12 篇 Notebook 构成由浅入深的学习旅程，相互衔接如下：

- **00 Setting Up the Environment**：完成本地/云端环境配置、依赖安装与 DashScope Key 管理，为后续实验打下基础。
- **01 The LLM Architecture**：回顾 LLM 基础原理、推理流程与部署形态，明确工具链为何物。
- **02 Creating Basic LLM Applications**：基于 00 配好的环境，实现最小可用的问答/对话应用，验证 API 调用链路。
- **03 Bridging Knowledge with RAG**：在 02 的应用上增加文档检索与向量索引，实现依赖知识库的问答。
- **04 Prompt Engineering for Success**：继续使用同一应用场景，系统梳理提示词设计与调优技巧，与 02/03 的代码形成闭环。
- **05 Evaluating RAG Performance**：引入 Ragas 等评估方法，量化 03 中 RAG 流水线的效果，并为 06 的优化提供基线。
- **06 RAG Optimization Techniques**：在 05 的指标基础上，尝试检索召回、重排、缓存等优化手段，对 RAG 作进一步提升。
- **07 Building Agentic AI Applications**：将 RAG 能力扩展到多工具/多阶段 Agent，复用前面构建的任务与评估模块。
- **08 Improving LLM Performance Through Fine-tuning**：探索微调途径，将 02/03 的应用接入调优后的模型，与未调优版本对比。
- **09 Deploying & Serving Your LLM App**：基于前面完成的应用，讨论部署、监控与扩缩容策略，与 07/08 的成果结合。
- **10 Best Practices for Developing & Deploying LLM Apps**：总结端到端流程的工程实践，包括团队协作、CI/CD、指标治理。
- **11 Building a Secure, Resilient AI Assistant**：在 09 的部署方案之上，强化安全、防护与高可用设计，形成全流程闭环。

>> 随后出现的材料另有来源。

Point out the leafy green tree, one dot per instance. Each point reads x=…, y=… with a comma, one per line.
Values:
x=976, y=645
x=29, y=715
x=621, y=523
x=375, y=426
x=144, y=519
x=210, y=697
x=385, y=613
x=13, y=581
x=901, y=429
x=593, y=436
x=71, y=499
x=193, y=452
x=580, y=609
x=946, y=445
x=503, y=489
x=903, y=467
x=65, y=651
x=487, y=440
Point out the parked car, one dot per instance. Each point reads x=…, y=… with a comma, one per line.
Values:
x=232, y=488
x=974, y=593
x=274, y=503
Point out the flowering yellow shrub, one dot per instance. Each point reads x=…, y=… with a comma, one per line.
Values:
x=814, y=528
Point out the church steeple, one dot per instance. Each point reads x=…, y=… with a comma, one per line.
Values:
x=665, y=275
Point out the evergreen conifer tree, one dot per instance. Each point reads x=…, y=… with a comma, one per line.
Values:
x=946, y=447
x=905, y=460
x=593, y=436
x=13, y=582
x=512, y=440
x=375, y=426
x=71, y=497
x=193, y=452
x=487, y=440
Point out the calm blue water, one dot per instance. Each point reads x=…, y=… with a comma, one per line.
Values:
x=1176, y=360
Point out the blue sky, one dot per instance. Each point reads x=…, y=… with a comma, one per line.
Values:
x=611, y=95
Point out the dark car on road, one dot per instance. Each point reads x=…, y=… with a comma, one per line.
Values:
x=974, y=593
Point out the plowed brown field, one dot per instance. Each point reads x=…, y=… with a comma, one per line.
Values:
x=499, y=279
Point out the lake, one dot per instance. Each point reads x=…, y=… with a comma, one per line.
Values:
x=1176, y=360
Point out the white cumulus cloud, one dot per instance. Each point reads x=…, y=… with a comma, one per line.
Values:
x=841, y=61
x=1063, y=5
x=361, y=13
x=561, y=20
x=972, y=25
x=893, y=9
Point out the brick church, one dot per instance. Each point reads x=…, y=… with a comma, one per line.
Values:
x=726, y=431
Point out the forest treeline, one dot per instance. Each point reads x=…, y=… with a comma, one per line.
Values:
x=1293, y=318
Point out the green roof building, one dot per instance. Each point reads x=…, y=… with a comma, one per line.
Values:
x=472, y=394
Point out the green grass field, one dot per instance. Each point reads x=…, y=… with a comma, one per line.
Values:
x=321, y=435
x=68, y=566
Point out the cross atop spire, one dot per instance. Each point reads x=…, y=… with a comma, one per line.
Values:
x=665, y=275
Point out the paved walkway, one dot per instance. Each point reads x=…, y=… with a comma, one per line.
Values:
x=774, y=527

整体来看，00–02 关注基础搭建，03–06 聚焦 RAG 构建与评估，07–09 延伸至 Agent 与上线阶段，10–11 则将工程规范与安全韧性纳入体系，确保学生能够贯通从原型到生产的完整链路。

## 常用工具模块

- `embedding_viz.py`、`vector_visualization.py`、`visualize_attention.py`：嵌入降维、相似度分析与注意力可视化。
- `metric_barchart.py`、`grader_plot.py`、`rag_eval_table.py`：评估指标可视化与对比图表。
- `html_table.py`：在 Notebook 中快速输出美观的 HTML 表格。
- `token_table.py`、`safe_token_str.py`：估算提示词 token 消耗、规避序列拼接错误。
- `clean_json.py`、`eval_embeddings.py`、`llm_utils.py`：清洗 LLM JSON 输出、批量对比嵌入模型、封装 DashScope 流式客户端。

## 数据资产

- `docs/taskfriend`：TaskFriend 助手的核心知识源。
- `resources/training_dataset_*.jsonl`：用于实验的问答/指令式样本。
- `resources/benchmark_exam.jsonl`：基准测试、考试或自动打分的题库。
- `resources/post.lua`：课程中用于拓展的 Lua 示例脚本。

## 开发提示

- 项目中的 RAG 与聊天模块都依赖 `DASHSCOPE_API_KEY` 环境变量，CI/CD 环境需要手动注入。
- 当启用上下文裁剪时，控制台会输出 ANSI 颜色日志；若终端不支持，可在 `taskfriend/utils.py` 中关闭彩色输出。
- 每次更新 `docs/taskfriend` 后请执行 `rag.reindex()` 刷新向量库。
- DashScope 在高并发时可能返回 429 限速，可在自动化评估时加上重试逻辑。
- 与 Notebook 配套的核心依赖（LlamaIndex、LangChain、Ragas 等）迭代频繁，建议保持 `requirements.txt` 指定的版本以避免 API 变更。
 - Windows 下 `python` 与 `py -3.12` 均可；macOS/Linux 请使用 `python3.12`/`python3`。